A white Gaussian noise \(w(t)\) with zero mean and power spectral density \(\frac{N_0}{2}\), when applied to a first-order RC low-pass filter produces an output \(n(t)\). At a particular time \(t = t_k\), the variance of the random variable \(n(t_k)\) is:

• A. \(\frac{N_0}{4RC}\)
• B. \(\frac{N_0}{2RC}\)
• C. \(\frac{N_0}{RC}\)
• D. \(\frac{2N_0}{RC}\)

Hint:

To analyze noise in RC filters, calculate the output variance by integrating the power spectral density over all frequencies. Remember to use substitution and standard integral results for efficiency.

Answer 1

The Correct Option is A

Step 1: Derive the transfer function for the RC low-pass filter.
The transfer function of a first-order RC low-pass filter is given by: \[ H(f) = \frac{1}{1 + j2\pi fRC}. \] Step 2: Connect the power spectral density and variance.
The output power spectral density \(S_{n}(f)\) is related to the input \(S_{w}(f)\) as: \[ S_{n}(f) = |H(f)|^2 S_{w}(f). \] For white Gaussian noise, \(S_{w}(f) = \frac{N_0}{2}\).
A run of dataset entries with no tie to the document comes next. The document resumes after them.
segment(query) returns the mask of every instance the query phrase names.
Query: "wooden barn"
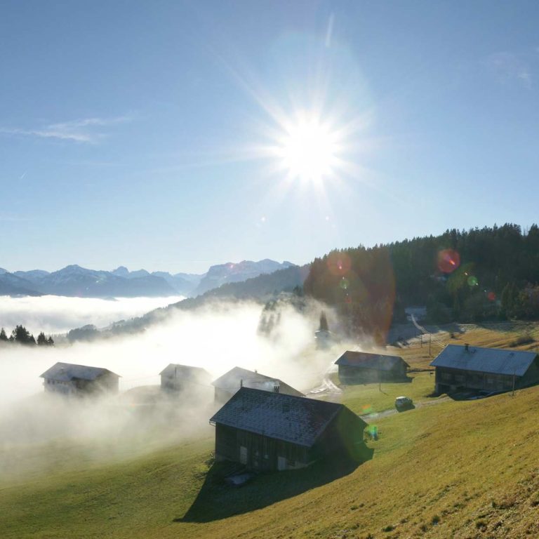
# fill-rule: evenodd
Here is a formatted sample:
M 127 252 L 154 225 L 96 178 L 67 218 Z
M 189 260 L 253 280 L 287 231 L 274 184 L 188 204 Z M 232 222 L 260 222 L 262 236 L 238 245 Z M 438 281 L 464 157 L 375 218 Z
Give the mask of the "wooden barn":
M 215 460 L 293 470 L 332 453 L 362 453 L 366 423 L 342 404 L 242 387 L 210 420 Z
M 535 352 L 448 345 L 430 364 L 436 369 L 436 392 L 460 390 L 510 391 L 539 383 Z
M 46 392 L 62 395 L 117 393 L 120 377 L 107 368 L 58 362 L 41 375 Z
M 335 362 L 343 384 L 406 382 L 410 366 L 399 356 L 347 350 Z
M 286 395 L 303 397 L 301 392 L 295 390 L 279 378 L 272 378 L 260 374 L 256 371 L 234 367 L 211 382 L 215 389 L 215 400 L 226 402 L 240 387 L 251 387 Z
M 209 386 L 210 373 L 200 367 L 171 363 L 159 373 L 161 389 L 168 393 L 181 393 L 187 390 Z

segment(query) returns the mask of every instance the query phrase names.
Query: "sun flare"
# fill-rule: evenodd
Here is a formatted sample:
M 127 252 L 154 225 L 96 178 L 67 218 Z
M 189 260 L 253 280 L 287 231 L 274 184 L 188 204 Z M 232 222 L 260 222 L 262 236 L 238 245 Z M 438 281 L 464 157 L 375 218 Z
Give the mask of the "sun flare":
M 315 117 L 288 124 L 279 140 L 278 155 L 290 177 L 319 182 L 335 172 L 340 147 L 331 128 Z

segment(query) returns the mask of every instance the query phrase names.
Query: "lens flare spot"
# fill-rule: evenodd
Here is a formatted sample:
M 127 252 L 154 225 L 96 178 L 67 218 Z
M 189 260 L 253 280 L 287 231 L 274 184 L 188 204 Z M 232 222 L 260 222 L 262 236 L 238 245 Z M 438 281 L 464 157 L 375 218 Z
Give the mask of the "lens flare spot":
M 333 275 L 342 277 L 350 270 L 352 260 L 345 253 L 332 253 L 328 258 L 328 269 Z
M 367 432 L 369 436 L 375 440 L 378 439 L 378 427 L 375 425 L 369 425 L 367 427 Z
M 468 286 L 477 286 L 478 284 L 477 277 L 474 275 L 470 275 L 468 277 Z
M 460 255 L 453 249 L 444 249 L 438 253 L 438 269 L 442 273 L 453 273 L 460 265 Z

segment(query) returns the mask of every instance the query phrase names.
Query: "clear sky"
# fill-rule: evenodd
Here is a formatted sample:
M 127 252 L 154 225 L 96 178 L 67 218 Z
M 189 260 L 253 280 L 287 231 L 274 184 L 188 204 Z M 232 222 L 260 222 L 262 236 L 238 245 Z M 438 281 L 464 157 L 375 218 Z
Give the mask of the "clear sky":
M 4 0 L 0 267 L 201 272 L 537 222 L 538 21 L 536 1 Z

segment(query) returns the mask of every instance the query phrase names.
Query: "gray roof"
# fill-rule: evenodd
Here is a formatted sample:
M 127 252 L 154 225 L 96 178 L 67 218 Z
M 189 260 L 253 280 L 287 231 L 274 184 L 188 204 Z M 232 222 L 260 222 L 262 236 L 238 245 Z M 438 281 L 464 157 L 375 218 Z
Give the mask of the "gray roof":
M 467 350 L 465 346 L 448 345 L 430 364 L 434 367 L 522 376 L 536 356 L 536 352 L 525 350 L 476 346 L 469 346 Z
M 335 365 L 347 365 L 358 368 L 374 368 L 377 371 L 392 371 L 402 364 L 410 366 L 400 356 L 386 356 L 367 352 L 347 350 L 335 362 Z
M 230 369 L 211 383 L 215 387 L 230 393 L 235 393 L 242 385 L 244 387 L 252 387 L 265 391 L 273 391 L 274 387 L 278 385 L 280 393 L 303 397 L 301 392 L 295 390 L 279 378 L 273 378 L 241 367 Z
M 70 380 L 95 380 L 104 374 L 117 374 L 101 367 L 88 367 L 86 365 L 74 365 L 72 363 L 58 363 L 40 375 L 41 378 L 56 380 L 59 382 L 69 382 Z
M 242 387 L 210 422 L 312 447 L 345 409 L 334 402 Z
M 175 375 L 175 378 L 206 379 L 209 382 L 210 373 L 201 367 L 192 367 L 189 365 L 179 365 L 171 363 L 160 373 L 160 375 Z

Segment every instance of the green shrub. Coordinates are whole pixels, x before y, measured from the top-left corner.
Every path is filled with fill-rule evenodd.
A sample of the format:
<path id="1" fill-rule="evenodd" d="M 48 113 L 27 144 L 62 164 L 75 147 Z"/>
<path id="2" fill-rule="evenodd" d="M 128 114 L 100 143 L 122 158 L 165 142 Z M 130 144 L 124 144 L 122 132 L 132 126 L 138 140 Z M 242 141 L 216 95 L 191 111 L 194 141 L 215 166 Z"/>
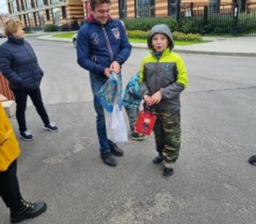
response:
<path id="1" fill-rule="evenodd" d="M 154 26 L 160 24 L 166 24 L 172 31 L 177 30 L 178 24 L 176 20 L 171 18 L 138 18 L 124 20 L 126 28 L 129 31 L 141 30 L 148 31 Z"/>
<path id="2" fill-rule="evenodd" d="M 199 34 L 183 33 L 181 32 L 173 32 L 173 39 L 179 41 L 200 41 L 202 36 Z"/>
<path id="3" fill-rule="evenodd" d="M 147 39 L 148 32 L 141 30 L 128 31 L 128 36 L 131 38 Z"/>
<path id="4" fill-rule="evenodd" d="M 141 30 L 128 31 L 128 36 L 131 38 L 147 39 L 148 32 Z M 199 34 L 188 33 L 181 32 L 173 32 L 173 39 L 179 41 L 200 41 L 202 36 Z"/>
<path id="5" fill-rule="evenodd" d="M 57 31 L 58 28 L 54 24 L 47 24 L 44 26 L 44 31 L 45 32 L 53 32 Z"/>

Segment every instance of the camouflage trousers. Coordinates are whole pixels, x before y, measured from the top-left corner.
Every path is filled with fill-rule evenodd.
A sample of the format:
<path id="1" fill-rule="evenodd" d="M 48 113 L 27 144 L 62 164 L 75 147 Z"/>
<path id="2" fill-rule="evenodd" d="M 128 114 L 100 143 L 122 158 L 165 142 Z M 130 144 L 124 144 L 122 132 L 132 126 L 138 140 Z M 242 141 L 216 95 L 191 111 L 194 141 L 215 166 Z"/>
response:
<path id="1" fill-rule="evenodd" d="M 164 166 L 173 168 L 180 147 L 180 109 L 157 111 L 154 127 L 156 150 L 164 159 Z"/>

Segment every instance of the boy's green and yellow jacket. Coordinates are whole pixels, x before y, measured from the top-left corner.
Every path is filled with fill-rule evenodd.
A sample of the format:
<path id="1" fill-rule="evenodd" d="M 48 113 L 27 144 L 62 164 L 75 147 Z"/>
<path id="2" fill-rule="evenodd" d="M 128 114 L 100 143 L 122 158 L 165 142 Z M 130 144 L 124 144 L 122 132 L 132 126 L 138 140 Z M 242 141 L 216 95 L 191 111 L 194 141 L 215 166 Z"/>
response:
<path id="1" fill-rule="evenodd" d="M 185 65 L 180 56 L 166 49 L 159 59 L 153 52 L 145 56 L 140 70 L 141 96 L 152 95 L 160 90 L 162 99 L 153 106 L 157 110 L 179 107 L 180 93 L 188 86 Z"/>

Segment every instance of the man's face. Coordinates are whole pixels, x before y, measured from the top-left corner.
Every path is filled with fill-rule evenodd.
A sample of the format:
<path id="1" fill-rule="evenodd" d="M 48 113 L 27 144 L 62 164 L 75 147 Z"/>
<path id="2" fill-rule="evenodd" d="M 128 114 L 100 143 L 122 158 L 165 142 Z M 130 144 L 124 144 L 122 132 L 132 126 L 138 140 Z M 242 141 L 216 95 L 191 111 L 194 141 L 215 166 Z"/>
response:
<path id="1" fill-rule="evenodd" d="M 152 44 L 157 52 L 162 52 L 168 46 L 168 40 L 163 33 L 157 33 L 153 36 Z"/>
<path id="2" fill-rule="evenodd" d="M 94 19 L 100 24 L 106 24 L 110 17 L 110 4 L 108 3 L 98 4 L 95 9 L 92 11 Z"/>
<path id="3" fill-rule="evenodd" d="M 24 38 L 24 31 L 23 30 L 23 26 L 21 25 L 19 25 L 18 26 L 18 30 L 17 31 L 16 33 L 13 33 L 13 35 L 17 38 L 18 39 L 22 39 Z"/>

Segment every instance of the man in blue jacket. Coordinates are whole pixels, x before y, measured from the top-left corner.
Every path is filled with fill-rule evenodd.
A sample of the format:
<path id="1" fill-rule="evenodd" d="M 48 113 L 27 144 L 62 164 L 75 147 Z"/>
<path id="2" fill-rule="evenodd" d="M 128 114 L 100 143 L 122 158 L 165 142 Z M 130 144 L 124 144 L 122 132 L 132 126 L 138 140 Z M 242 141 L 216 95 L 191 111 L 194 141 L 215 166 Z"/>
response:
<path id="1" fill-rule="evenodd" d="M 111 72 L 120 73 L 131 46 L 120 20 L 111 18 L 110 4 L 111 0 L 91 1 L 91 15 L 78 32 L 77 54 L 78 64 L 90 72 L 101 159 L 105 164 L 115 166 L 116 161 L 112 155 L 122 156 L 124 152 L 107 138 L 99 91 Z"/>

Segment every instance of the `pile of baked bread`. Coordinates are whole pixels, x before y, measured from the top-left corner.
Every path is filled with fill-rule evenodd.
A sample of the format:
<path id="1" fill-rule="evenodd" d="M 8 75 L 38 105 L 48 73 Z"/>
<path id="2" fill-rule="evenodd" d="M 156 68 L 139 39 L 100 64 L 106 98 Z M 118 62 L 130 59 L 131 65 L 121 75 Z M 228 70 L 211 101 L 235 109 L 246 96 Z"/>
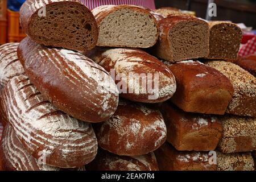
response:
<path id="1" fill-rule="evenodd" d="M 0 46 L 2 169 L 254 170 L 241 30 L 172 11 L 27 0 Z"/>

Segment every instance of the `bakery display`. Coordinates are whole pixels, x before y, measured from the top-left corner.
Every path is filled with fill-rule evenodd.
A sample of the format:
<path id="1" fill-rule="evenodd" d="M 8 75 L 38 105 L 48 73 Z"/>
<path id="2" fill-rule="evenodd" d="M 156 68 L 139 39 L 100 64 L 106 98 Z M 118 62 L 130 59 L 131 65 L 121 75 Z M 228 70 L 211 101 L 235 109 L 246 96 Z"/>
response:
<path id="1" fill-rule="evenodd" d="M 153 106 L 120 100 L 114 115 L 94 125 L 98 145 L 119 155 L 141 155 L 154 151 L 166 139 L 166 127 Z"/>
<path id="2" fill-rule="evenodd" d="M 226 115 L 220 117 L 223 125 L 219 150 L 224 153 L 256 150 L 256 118 Z"/>
<path id="3" fill-rule="evenodd" d="M 255 167 L 250 152 L 224 154 L 217 152 L 218 171 L 254 171 Z"/>
<path id="4" fill-rule="evenodd" d="M 215 171 L 208 152 L 179 151 L 168 143 L 155 152 L 160 171 Z"/>
<path id="5" fill-rule="evenodd" d="M 60 110 L 89 122 L 102 122 L 114 114 L 118 102 L 115 82 L 90 59 L 29 38 L 19 44 L 18 57 L 31 82 Z"/>
<path id="6" fill-rule="evenodd" d="M 150 52 L 171 62 L 207 57 L 209 26 L 196 18 L 171 16 L 158 21 L 160 37 Z"/>
<path id="7" fill-rule="evenodd" d="M 120 156 L 100 148 L 95 159 L 86 168 L 89 171 L 158 171 L 154 152 L 138 156 Z"/>
<path id="8" fill-rule="evenodd" d="M 176 92 L 171 98 L 173 103 L 188 112 L 224 114 L 233 93 L 226 77 L 213 68 L 192 60 L 169 64 L 168 68 L 177 84 Z"/>
<path id="9" fill-rule="evenodd" d="M 242 39 L 242 30 L 234 23 L 213 21 L 210 27 L 210 46 L 208 59 L 236 59 Z"/>
<path id="10" fill-rule="evenodd" d="M 156 20 L 146 9 L 134 5 L 105 5 L 92 12 L 99 29 L 98 46 L 148 48 L 158 39 Z"/>
<path id="11" fill-rule="evenodd" d="M 23 30 L 39 44 L 77 51 L 96 46 L 96 21 L 80 1 L 27 0 L 19 13 Z"/>
<path id="12" fill-rule="evenodd" d="M 187 113 L 166 102 L 160 106 L 167 129 L 167 141 L 179 151 L 215 150 L 222 133 L 218 118 Z"/>
<path id="13" fill-rule="evenodd" d="M 233 85 L 234 94 L 226 112 L 256 117 L 256 78 L 232 63 L 214 60 L 205 64 L 225 75 Z"/>
<path id="14" fill-rule="evenodd" d="M 0 46 L 0 90 L 10 78 L 24 73 L 24 69 L 17 57 L 18 45 L 19 43 L 11 43 Z"/>
<path id="15" fill-rule="evenodd" d="M 0 102 L 17 136 L 36 159 L 43 155 L 47 164 L 73 168 L 94 158 L 97 142 L 90 124 L 54 107 L 27 76 L 13 77 Z"/>
<path id="16" fill-rule="evenodd" d="M 163 102 L 176 90 L 175 78 L 167 67 L 143 51 L 98 48 L 86 55 L 108 72 L 114 71 L 120 96 L 126 99 Z"/>

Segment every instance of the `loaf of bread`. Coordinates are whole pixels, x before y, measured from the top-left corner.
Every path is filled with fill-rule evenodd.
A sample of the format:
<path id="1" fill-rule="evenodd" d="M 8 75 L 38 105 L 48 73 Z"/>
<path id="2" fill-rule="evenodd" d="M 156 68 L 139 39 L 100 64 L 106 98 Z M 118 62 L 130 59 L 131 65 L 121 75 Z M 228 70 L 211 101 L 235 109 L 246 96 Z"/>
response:
<path id="1" fill-rule="evenodd" d="M 208 152 L 179 151 L 166 142 L 154 153 L 160 171 L 217 170 Z"/>
<path id="2" fill-rule="evenodd" d="M 242 39 L 242 30 L 236 24 L 228 22 L 209 23 L 210 47 L 208 59 L 236 59 Z"/>
<path id="3" fill-rule="evenodd" d="M 13 77 L 1 97 L 1 107 L 24 147 L 36 159 L 60 168 L 81 166 L 97 153 L 90 123 L 60 111 L 24 75 Z"/>
<path id="4" fill-rule="evenodd" d="M 254 171 L 254 163 L 250 152 L 217 152 L 218 171 Z"/>
<path id="5" fill-rule="evenodd" d="M 80 1 L 27 0 L 19 13 L 23 31 L 39 44 L 77 51 L 96 46 L 96 21 Z"/>
<path id="6" fill-rule="evenodd" d="M 163 117 L 154 106 L 120 100 L 115 114 L 94 129 L 99 146 L 119 155 L 154 151 L 166 139 Z"/>
<path id="7" fill-rule="evenodd" d="M 151 49 L 156 57 L 176 62 L 207 57 L 209 53 L 209 26 L 201 19 L 172 16 L 158 22 L 160 37 Z"/>
<path id="8" fill-rule="evenodd" d="M 154 152 L 138 156 L 120 156 L 101 149 L 86 166 L 89 171 L 158 171 Z"/>
<path id="9" fill-rule="evenodd" d="M 256 118 L 226 114 L 220 118 L 222 136 L 218 144 L 224 153 L 256 150 Z"/>
<path id="10" fill-rule="evenodd" d="M 161 105 L 160 111 L 167 129 L 167 140 L 176 150 L 215 150 L 223 130 L 216 117 L 187 113 L 167 102 Z"/>
<path id="11" fill-rule="evenodd" d="M 118 90 L 110 75 L 82 54 L 50 48 L 24 39 L 18 56 L 39 92 L 54 106 L 81 121 L 109 119 L 117 107 Z"/>
<path id="12" fill-rule="evenodd" d="M 11 126 L 5 128 L 0 144 L 0 168 L 4 171 L 60 171 L 61 168 L 44 164 L 43 159 L 36 160 L 28 152 L 16 136 Z M 85 167 L 73 168 L 85 171 Z"/>
<path id="13" fill-rule="evenodd" d="M 18 44 L 10 43 L 0 46 L 0 90 L 12 77 L 24 73 L 17 57 Z"/>
<path id="14" fill-rule="evenodd" d="M 225 75 L 233 85 L 234 95 L 226 112 L 256 117 L 256 78 L 232 63 L 212 61 L 205 64 Z"/>
<path id="15" fill-rule="evenodd" d="M 215 69 L 192 60 L 169 64 L 177 84 L 171 98 L 188 112 L 224 114 L 232 98 L 230 81 Z"/>
<path id="16" fill-rule="evenodd" d="M 148 48 L 159 31 L 150 12 L 133 5 L 105 5 L 92 10 L 99 28 L 97 46 Z"/>
<path id="17" fill-rule="evenodd" d="M 112 73 L 121 96 L 126 99 L 163 102 L 176 90 L 175 78 L 167 67 L 143 51 L 98 48 L 86 55 Z"/>

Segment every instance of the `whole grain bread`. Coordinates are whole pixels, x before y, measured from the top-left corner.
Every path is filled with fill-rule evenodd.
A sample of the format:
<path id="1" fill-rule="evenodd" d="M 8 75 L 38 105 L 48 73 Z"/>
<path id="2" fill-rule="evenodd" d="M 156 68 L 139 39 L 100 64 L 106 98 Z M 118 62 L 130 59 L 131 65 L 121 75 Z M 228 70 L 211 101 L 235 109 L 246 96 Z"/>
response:
<path id="1" fill-rule="evenodd" d="M 98 47 L 86 55 L 114 73 L 112 76 L 120 96 L 126 99 L 146 103 L 163 102 L 176 90 L 175 78 L 168 67 L 143 51 Z"/>
<path id="2" fill-rule="evenodd" d="M 224 74 L 233 85 L 234 95 L 226 112 L 256 117 L 256 78 L 232 63 L 214 60 L 205 64 Z"/>
<path id="3" fill-rule="evenodd" d="M 160 37 L 150 50 L 171 62 L 207 57 L 209 53 L 208 23 L 196 18 L 177 15 L 158 21 Z"/>
<path id="4" fill-rule="evenodd" d="M 26 73 L 39 92 L 68 114 L 89 122 L 114 114 L 118 90 L 110 75 L 79 52 L 51 48 L 29 38 L 18 48 Z"/>
<path id="5" fill-rule="evenodd" d="M 105 5 L 92 10 L 99 28 L 97 46 L 148 48 L 159 31 L 150 11 L 134 5 Z"/>
<path id="6" fill-rule="evenodd" d="M 154 106 L 120 100 L 115 114 L 94 125 L 98 145 L 119 155 L 154 151 L 166 139 L 163 117 Z"/>
<path id="7" fill-rule="evenodd" d="M 39 44 L 77 51 L 96 45 L 96 21 L 80 1 L 27 0 L 19 13 L 23 31 Z"/>
<path id="8" fill-rule="evenodd" d="M 97 139 L 90 123 L 72 118 L 46 100 L 28 77 L 13 77 L 0 98 L 5 118 L 34 158 L 48 165 L 73 168 L 96 155 Z"/>

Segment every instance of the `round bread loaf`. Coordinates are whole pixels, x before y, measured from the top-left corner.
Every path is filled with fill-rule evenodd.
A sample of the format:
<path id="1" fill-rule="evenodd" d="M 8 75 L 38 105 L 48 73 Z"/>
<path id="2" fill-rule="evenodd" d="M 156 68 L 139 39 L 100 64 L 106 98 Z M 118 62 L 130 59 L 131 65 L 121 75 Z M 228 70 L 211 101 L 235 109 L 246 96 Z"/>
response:
<path id="1" fill-rule="evenodd" d="M 120 100 L 115 114 L 95 125 L 100 146 L 119 155 L 141 155 L 152 152 L 166 139 L 161 113 L 142 104 Z"/>
<path id="2" fill-rule="evenodd" d="M 80 1 L 27 0 L 19 13 L 22 29 L 39 44 L 77 51 L 96 46 L 96 21 Z"/>
<path id="3" fill-rule="evenodd" d="M 0 100 L 5 118 L 34 158 L 60 168 L 82 166 L 95 158 L 97 142 L 91 125 L 54 107 L 26 76 L 11 79 Z"/>
<path id="4" fill-rule="evenodd" d="M 89 171 L 158 171 L 154 152 L 120 156 L 99 149 L 95 159 L 86 166 Z"/>
<path id="5" fill-rule="evenodd" d="M 110 75 L 82 54 L 40 46 L 29 38 L 18 47 L 27 75 L 55 106 L 89 122 L 109 119 L 117 107 L 118 90 Z"/>

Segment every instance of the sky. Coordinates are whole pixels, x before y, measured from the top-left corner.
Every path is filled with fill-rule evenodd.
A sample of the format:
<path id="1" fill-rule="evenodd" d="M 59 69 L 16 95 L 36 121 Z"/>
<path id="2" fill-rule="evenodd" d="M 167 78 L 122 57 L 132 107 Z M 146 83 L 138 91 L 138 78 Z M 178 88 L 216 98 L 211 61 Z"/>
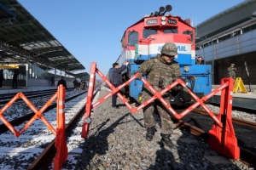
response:
<path id="1" fill-rule="evenodd" d="M 107 75 L 121 54 L 127 27 L 145 14 L 172 6 L 171 14 L 191 19 L 193 26 L 243 0 L 18 0 L 84 67 Z M 169 13 L 166 13 L 169 14 Z"/>

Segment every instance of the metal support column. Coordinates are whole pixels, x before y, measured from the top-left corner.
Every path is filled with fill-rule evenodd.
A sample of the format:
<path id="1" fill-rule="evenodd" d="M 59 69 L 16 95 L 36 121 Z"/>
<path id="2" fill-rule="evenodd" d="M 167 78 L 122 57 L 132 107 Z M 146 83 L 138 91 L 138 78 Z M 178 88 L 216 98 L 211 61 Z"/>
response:
<path id="1" fill-rule="evenodd" d="M 26 61 L 26 88 L 28 87 L 28 62 Z"/>

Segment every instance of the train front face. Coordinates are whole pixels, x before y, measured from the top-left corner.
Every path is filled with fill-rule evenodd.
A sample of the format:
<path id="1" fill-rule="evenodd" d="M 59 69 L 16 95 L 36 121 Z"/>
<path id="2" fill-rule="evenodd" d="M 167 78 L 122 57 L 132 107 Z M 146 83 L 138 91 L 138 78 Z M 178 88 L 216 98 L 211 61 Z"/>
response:
<path id="1" fill-rule="evenodd" d="M 166 42 L 174 42 L 177 47 L 175 60 L 180 65 L 183 79 L 200 98 L 212 91 L 212 65 L 195 65 L 195 29 L 189 20 L 171 14 L 144 17 L 129 27 L 122 38 L 120 63 L 129 60 L 128 75 L 133 76 L 139 65 L 150 57 L 160 54 Z M 142 81 L 130 84 L 130 96 L 140 102 Z"/>

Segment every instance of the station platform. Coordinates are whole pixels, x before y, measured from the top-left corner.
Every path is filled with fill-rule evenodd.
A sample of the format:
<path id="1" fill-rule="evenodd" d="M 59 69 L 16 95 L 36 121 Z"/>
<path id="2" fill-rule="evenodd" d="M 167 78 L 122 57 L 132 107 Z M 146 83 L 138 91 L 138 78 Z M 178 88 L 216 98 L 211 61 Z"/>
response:
<path id="1" fill-rule="evenodd" d="M 220 92 L 216 94 L 209 101 L 214 104 L 220 104 Z M 256 90 L 247 92 L 247 94 L 240 93 L 239 91 L 238 93 L 233 94 L 232 104 L 235 107 L 256 110 Z"/>
<path id="2" fill-rule="evenodd" d="M 72 88 L 73 87 L 67 87 L 68 88 Z M 0 88 L 0 95 L 3 94 L 17 94 L 20 92 L 36 92 L 36 91 L 43 91 L 43 90 L 51 90 L 51 89 L 56 89 L 56 86 L 49 86 L 49 87 L 28 87 L 28 88 L 12 88 L 10 87 L 3 87 Z"/>

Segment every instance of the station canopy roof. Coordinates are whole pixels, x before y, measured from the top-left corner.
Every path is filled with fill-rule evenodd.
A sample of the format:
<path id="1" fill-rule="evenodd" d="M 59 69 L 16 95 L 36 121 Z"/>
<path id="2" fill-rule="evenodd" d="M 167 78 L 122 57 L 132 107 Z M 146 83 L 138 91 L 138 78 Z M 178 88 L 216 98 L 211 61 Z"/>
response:
<path id="1" fill-rule="evenodd" d="M 196 37 L 211 37 L 255 18 L 255 16 L 253 16 L 254 12 L 256 12 L 256 0 L 243 1 L 196 26 Z M 197 42 L 200 41 L 202 40 Z"/>
<path id="2" fill-rule="evenodd" d="M 8 61 L 28 61 L 67 73 L 85 69 L 16 0 L 0 0 L 0 64 Z"/>

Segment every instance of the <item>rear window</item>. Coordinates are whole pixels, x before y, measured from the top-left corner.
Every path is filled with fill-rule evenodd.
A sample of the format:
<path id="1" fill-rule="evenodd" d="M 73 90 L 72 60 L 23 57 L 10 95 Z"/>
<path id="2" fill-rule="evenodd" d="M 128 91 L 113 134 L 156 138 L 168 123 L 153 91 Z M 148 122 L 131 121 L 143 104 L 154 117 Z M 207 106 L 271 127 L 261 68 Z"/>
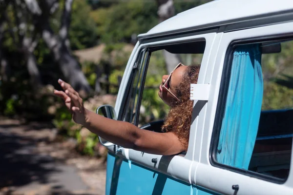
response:
<path id="1" fill-rule="evenodd" d="M 293 41 L 232 47 L 213 159 L 235 172 L 284 182 L 293 135 Z"/>

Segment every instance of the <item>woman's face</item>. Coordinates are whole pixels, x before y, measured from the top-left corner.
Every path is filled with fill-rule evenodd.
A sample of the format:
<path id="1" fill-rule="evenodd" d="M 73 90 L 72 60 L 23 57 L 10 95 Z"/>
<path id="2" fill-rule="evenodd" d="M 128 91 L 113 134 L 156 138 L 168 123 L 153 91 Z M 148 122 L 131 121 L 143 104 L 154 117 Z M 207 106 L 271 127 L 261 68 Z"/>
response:
<path id="1" fill-rule="evenodd" d="M 181 78 L 187 67 L 187 66 L 184 66 L 178 67 L 173 72 L 170 78 L 168 88 L 176 97 L 176 88 L 180 83 Z M 164 75 L 162 77 L 162 82 L 163 83 L 165 83 L 168 76 L 168 75 Z M 159 96 L 166 104 L 169 106 L 171 106 L 171 102 L 174 100 L 176 100 L 176 98 L 166 90 L 166 89 L 163 88 L 162 85 L 160 85 Z"/>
The magnitude squared of the transfer function becomes: \[ |H(f)|^2 = \frac{1}{1 + (2\pi fRC)^2}. \] Step 3: Compute the variance of the output.
The variance of the output noise \(n(t_k)\) is the integral of \(S_{n}(f)\) over all frequencies: \[ {Variance} = \int_{-\infty}^\infty S_{n}(f) df = \int_{-\infty}^\infty \frac{\frac{N_0}{2}}{1 + (2\pi fRC)^2} df. \] Using the substitution \(\omega = 2\pi f\), the integral becomes: \[ {Variance} = \frac{N_0}{2} \int_{-\infty}^\infty \frac{1}{1 + (\omega RC)^2} \frac{d\omega}{2\pi}. \] The standard integral result for \(\frac{1}{1 + x^2}\) is: \[ \int_{-\infty}^\infty \frac{1}{1 + (\omega RC)^2} d\omega = \frac{\pi}{RC}. \] Substituting this result, the variance is: \[ {Variance} = \frac{N_0}{2} \cdot \frac{\pi}{RC} \cdot \frac{1}{2\pi} = \frac{N_0}{4RC}. \] Final Answer: \[\boxed{{(1) } \frac{N_0}{4RC}}\]